INTC pullback extends as support pressure grows after recent selloff.
Intel (INTC) stock is trading at $109.08, down 3.3% on the day. The price currently sits below its key moving averages.
Highlights
- INTC faces short- and medium-term bearish momentum, trading below key moving averages despite retaining long-term trend support.
- Bearish sentiment dominates as MACD, ADX, and RSI signal further downside, while oscillator divergence creates short-term uncertainty.
- Price likely consolidates between $98.84 and $119.32, with immediate resistance at $114.69 and risk of accelerated weakness if support fails.
Technical momentum weakens amid mixed indicator signals
On the technical side, INTC is trading below the MA-20 at $110.22 and the MA-50 at $120.73 on the hourly chart, while staying above the long-term MA-200 at $62.05 on the daily timeframe. Immediate resistance is identified at the Ichimoku Kijun level of $114.69. The Moving Average Convergence Divergence (MACD) shows a strong sell signal and the Average Directional Index (ADX) registers a sell bias. The Relative Strength Index (RSI) is at 46.65, indicating a sell, while both the Stochastic RSI and Bull/Bear Power are overbought, pointing to possible short-term buyer exhaustion; the Commodity Channel Index (CCI) diverges with a buy signal. The Awesome Oscillator is neutral and does not reinforce the prevailing trend.

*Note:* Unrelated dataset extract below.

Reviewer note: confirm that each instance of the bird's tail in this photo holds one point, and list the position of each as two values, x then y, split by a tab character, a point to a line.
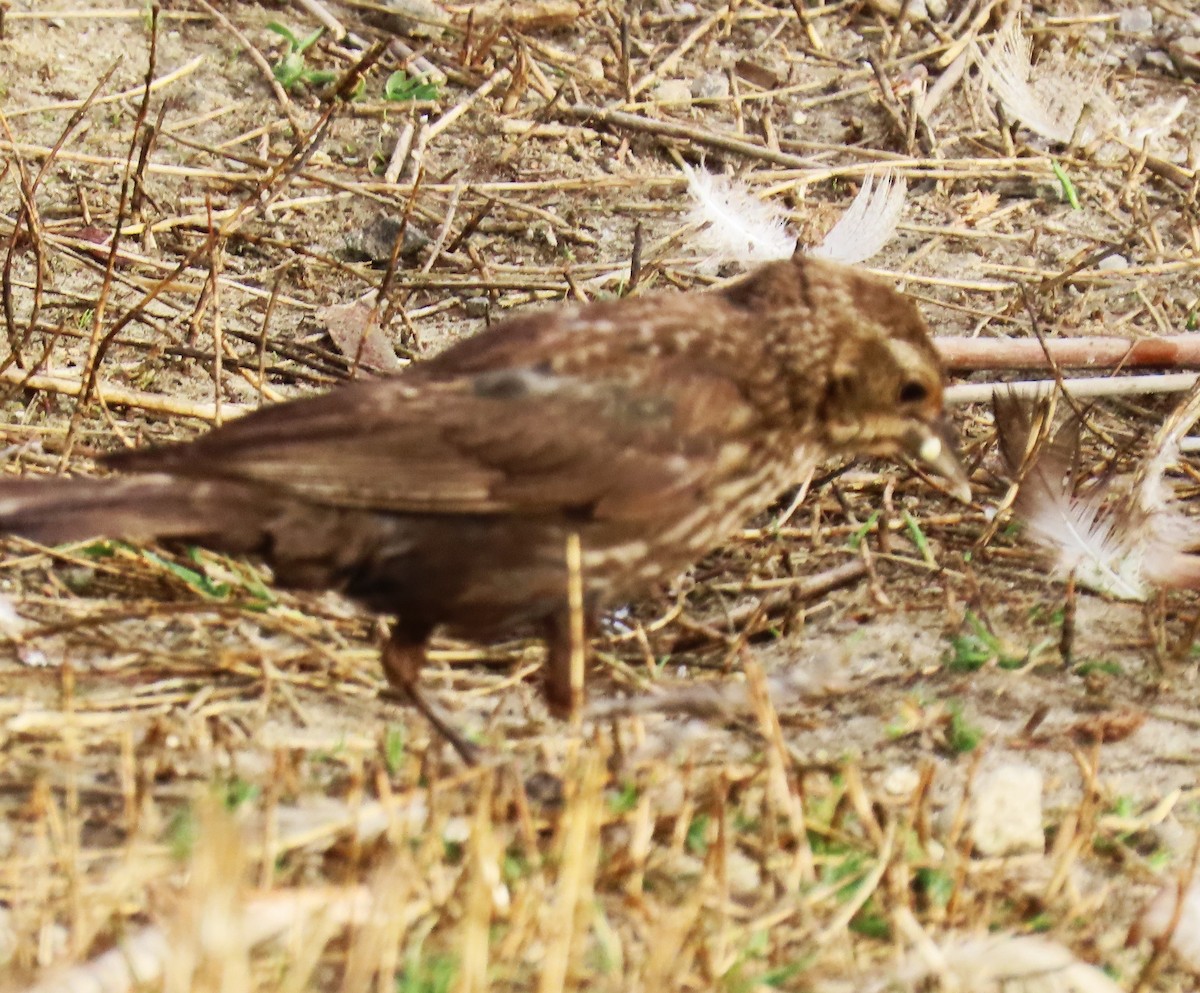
137	509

Downside risk prevails as resistance and support levels tighten
In the short term, price action for INTC is projected to fluctuate between $98.84 and $119.32 as a likely volatility band relative to current levels. Upside probability over the next few days is estimated at 37%, while downside stands at 63%, suggesting a higher chance of further weakness. A bullish scenario would require a close above immediate resistance at $114.69, while a break below the support zone near $98.84 could accelerate short-term declines.
Earlier, analysts noted that Intel shares were facing heightened risk of weakness amid profit-taking and sector rotation away from semiconductors. The current setup, with multiple technical indicators skewed bearish and short-term downside probability elevated, reinforces this caution and suggests traders should monitor the $98.84 support as a key level for further deterioration.